Another request for a partial came through, so the journey continues. In January, for my YA project, I queried 11 and have 6 rejects from those. In February, so far, 5 queried, no rejects. And then, for the new project, 2 queried.

If no one sees it, no one will offer to represent it.

kayegeorge.com

Monday, February 1, 2010

KAYE'S TRAVAILS

I thought I'd get a little punny today. It's been that kind of week. My kids, husband, even relative strangers, have all urged me to visit the doctor, so I did. I called when they opened at 8 and got a 9:30 appointment. Which meant I saw the doctor at 10:15. But I had Sarah Atwell's new glassblower mystery for company, so that was OK and, frankly, only to be expected.

I've had a nasty, brutish, but not short cough for at least two weeks now. My old trusty asthma inhaler was taken off the market and the new one nearly sent me to the emergency room one night last week. I saw shimmers before my eyes, my skin tingled, and I started attempted to bring up a lung, or maybe my stomach. Each breath, each violent cough, felt like it would be my last--I didn't see how I was going to get one more breath. My throat was not gushing blood, which surprised me.

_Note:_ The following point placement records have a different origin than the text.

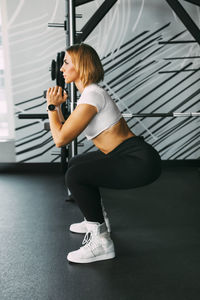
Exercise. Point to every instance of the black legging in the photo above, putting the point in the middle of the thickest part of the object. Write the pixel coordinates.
(132, 164)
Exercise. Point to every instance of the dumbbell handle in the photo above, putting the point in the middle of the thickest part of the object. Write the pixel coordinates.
(45, 93)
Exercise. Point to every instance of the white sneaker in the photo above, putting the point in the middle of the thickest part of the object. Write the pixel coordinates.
(97, 245)
(82, 228)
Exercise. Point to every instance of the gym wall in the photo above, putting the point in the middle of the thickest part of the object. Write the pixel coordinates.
(151, 64)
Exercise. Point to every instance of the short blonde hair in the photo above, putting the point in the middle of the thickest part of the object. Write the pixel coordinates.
(87, 63)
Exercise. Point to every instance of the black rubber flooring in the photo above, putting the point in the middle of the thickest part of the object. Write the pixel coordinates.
(156, 230)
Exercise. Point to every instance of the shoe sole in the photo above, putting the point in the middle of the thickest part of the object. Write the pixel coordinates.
(90, 260)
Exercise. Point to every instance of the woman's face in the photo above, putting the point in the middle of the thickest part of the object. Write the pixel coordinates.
(68, 69)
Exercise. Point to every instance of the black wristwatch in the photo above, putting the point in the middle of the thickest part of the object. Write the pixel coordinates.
(51, 107)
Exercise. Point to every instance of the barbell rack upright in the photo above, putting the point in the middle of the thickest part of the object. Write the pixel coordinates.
(71, 31)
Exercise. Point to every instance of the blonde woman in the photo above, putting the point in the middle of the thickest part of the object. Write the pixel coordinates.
(122, 161)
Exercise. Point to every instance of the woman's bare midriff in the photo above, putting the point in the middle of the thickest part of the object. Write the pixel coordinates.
(110, 138)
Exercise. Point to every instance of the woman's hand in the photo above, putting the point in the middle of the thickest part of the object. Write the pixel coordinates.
(55, 96)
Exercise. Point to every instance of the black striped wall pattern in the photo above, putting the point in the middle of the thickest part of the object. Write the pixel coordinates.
(151, 64)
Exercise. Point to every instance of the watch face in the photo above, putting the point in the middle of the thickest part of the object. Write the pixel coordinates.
(51, 107)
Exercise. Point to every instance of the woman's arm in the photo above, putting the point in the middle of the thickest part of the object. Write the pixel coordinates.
(73, 126)
(63, 134)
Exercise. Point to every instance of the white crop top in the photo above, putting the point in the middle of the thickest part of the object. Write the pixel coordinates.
(107, 115)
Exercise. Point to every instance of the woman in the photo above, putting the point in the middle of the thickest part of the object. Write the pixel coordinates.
(122, 161)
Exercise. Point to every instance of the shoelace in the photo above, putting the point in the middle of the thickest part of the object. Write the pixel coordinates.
(87, 238)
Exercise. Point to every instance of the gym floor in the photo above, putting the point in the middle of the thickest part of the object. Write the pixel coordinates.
(156, 230)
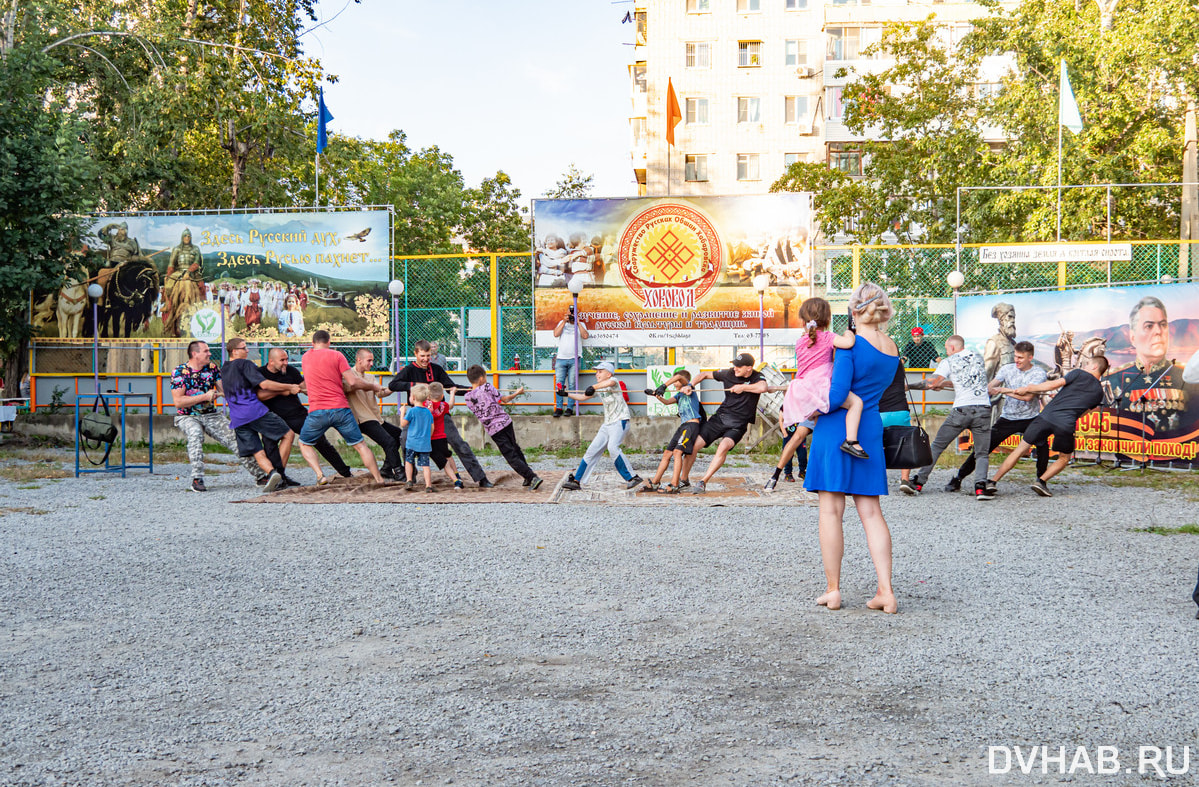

I finally calmed my spasms with over the counter Wal-Tussin, but slept sitting up every night.

A day or so later, I remembered there was a bottle of cough syrup I'd been saving, mainly because it was such effective stuff, I wanted to be able to have the name of it in case I ever needed it again. I reached into the back of the medicine cabinet, dusted off the bottle, and read the date. 3/22/2001. Hm. I called son and daughter-in-law (both doctors) and asked them if I should take it. The answer was, "Yes." Their bottle is four years old, DIL said. It may not be as strong as it was when it was new, but it'll beat the over-the-counter stuff. The problem is, there were about four doses in the bottle. It got me through the weekend, with one dose to spare.

So, today, off to the doc.

After listening and looking, the good doctor started writing prescriptions. I asked him what I have and he shrugged. He's a very honest doctor. He wrote me scrips for my old inhaler (although the propellant is still different, so I'm not sure what that will bring--more shimmers and tingles?), cough syrup (a new bottle of the good stuff), steroids, PLUS an antibiotic. He threw the pharmacy at me. Which is FINE with me.

Anybody wanna arm wrestle? After just one dose of those roids, I'm feeling great!